Canım konserveciler,

Bitti mi kışa dair umut kavanozlamalarınız? Karlı kış günlerinde çıkardığınız biberlerle nefis bir yaz kahvaltısının hayali yaşamaya dair gizli bir dua gibi değil mi? Ah, ama tam turşu zamanı şimdi! Bir avuç tuz ve biraz sirkeyle galiba sadece aşkın turşusunu kuramıyoruz. Mevsimindeki kadar taze ve kütür kütür…

Bu girişle tüm karınca kolonisini selamlayan bir ağustos böceğinin şarkısı olarak dinleyin yazdıklarımı. Çünkü evet birkaç kavanoz domates yapmasam aforoz edileceğim için onları yapsam da kilerim de dolu değil sizin gibi. Ağustos ayında biraz şarkı biriktirdim ben, diğer mevsimlerde keyfim olmazsa diye.

“Sayın müftüm, değerli anayasa mahkemesi üyelerim, çok kıymetli toplumsal ahlak norm oluşturma komisyonu, bazı sorularım olacak izninizle; misal konserve yapan kişiler konservatif midir? Muhafaza etmeyi sevdiklerine göre muhafazakâr da sayılırlar mı? Yapmasam anarşik olur muyum? Turşu kurmamak caiz midir?

Filiz Hanım, icazet başvurunuz tarafımızdan reddedilmiştir. Domates soslarıyla en az bir gönderi paylaşmayanı sosyal medya platformları bile üyelikten çıkartabilir, öyle gizli bir içtihat yazıldı bu topraklarda.”

Evet, eğleniyorum ama eğlendirme peşinde eğlenmek caizdir bence. Siz taze fasulyeyi pişirip sıcak kavanozlarken, bamyayı haşlayıp poşetlerken, menemenlik biberi sendirirken ben de editöryal kadronun siparişiyle bunların tarihine biraz bakındım.
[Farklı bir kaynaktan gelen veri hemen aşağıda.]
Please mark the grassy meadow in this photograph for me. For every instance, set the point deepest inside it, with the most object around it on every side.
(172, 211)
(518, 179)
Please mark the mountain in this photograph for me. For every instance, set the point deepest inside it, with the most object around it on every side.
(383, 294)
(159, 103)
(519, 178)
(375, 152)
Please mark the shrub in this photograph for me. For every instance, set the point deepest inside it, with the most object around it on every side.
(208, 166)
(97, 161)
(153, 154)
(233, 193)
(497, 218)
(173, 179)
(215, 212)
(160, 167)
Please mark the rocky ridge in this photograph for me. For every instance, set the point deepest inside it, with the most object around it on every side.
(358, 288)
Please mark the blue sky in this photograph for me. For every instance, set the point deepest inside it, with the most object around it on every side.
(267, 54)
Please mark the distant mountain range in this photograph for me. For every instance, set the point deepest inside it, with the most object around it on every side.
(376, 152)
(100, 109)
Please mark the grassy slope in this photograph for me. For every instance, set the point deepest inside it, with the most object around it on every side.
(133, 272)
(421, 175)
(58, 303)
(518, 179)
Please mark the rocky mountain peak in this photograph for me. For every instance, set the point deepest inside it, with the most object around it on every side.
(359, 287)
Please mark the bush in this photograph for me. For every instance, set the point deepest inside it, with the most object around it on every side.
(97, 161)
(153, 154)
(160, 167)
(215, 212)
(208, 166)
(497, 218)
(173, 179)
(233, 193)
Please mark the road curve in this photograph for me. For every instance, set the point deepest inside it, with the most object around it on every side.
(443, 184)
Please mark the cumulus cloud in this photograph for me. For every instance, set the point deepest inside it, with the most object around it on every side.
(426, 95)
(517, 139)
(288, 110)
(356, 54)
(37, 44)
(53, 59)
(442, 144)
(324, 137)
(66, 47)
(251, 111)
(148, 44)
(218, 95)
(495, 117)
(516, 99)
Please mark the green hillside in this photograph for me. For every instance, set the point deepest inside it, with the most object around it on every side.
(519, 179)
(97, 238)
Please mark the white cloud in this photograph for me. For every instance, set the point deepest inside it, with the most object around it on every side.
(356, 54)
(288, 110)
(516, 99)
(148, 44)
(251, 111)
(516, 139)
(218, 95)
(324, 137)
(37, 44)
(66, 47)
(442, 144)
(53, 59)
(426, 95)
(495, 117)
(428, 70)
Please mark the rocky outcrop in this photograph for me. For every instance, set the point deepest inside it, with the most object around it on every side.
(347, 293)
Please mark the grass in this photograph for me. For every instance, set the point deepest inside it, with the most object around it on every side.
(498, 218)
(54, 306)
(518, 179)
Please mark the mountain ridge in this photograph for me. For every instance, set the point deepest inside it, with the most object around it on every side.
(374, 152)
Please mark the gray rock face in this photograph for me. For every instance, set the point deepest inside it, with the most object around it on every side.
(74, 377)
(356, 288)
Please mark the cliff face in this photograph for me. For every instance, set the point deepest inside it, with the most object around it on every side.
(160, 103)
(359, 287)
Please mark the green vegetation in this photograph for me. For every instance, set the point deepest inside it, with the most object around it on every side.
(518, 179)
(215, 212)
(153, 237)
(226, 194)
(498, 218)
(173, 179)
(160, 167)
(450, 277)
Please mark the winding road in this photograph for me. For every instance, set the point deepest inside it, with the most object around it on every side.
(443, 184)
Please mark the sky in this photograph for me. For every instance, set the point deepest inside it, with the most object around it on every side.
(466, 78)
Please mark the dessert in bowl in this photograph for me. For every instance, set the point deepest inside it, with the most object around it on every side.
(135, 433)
Artık kışa aç kalırsam da umarım bana kargoyla kendi konservelerinden ulaştırırlar.

Sevdiğimiz besinleri hep yemek istememizde garip bir şey yok bence. Yoksa sera marifetiyle kışın yaz sebzelerini yetiştirmeye çalışmaz, meyveler her mevsim dayansın diye soğuk depolama teknolojisini bulmaz, hayatımızı ne çıkarsa bahtımıza kabullenişiyle yaşar giderdik. (Düşündüm de ben öyle yaşıyorum zaten.)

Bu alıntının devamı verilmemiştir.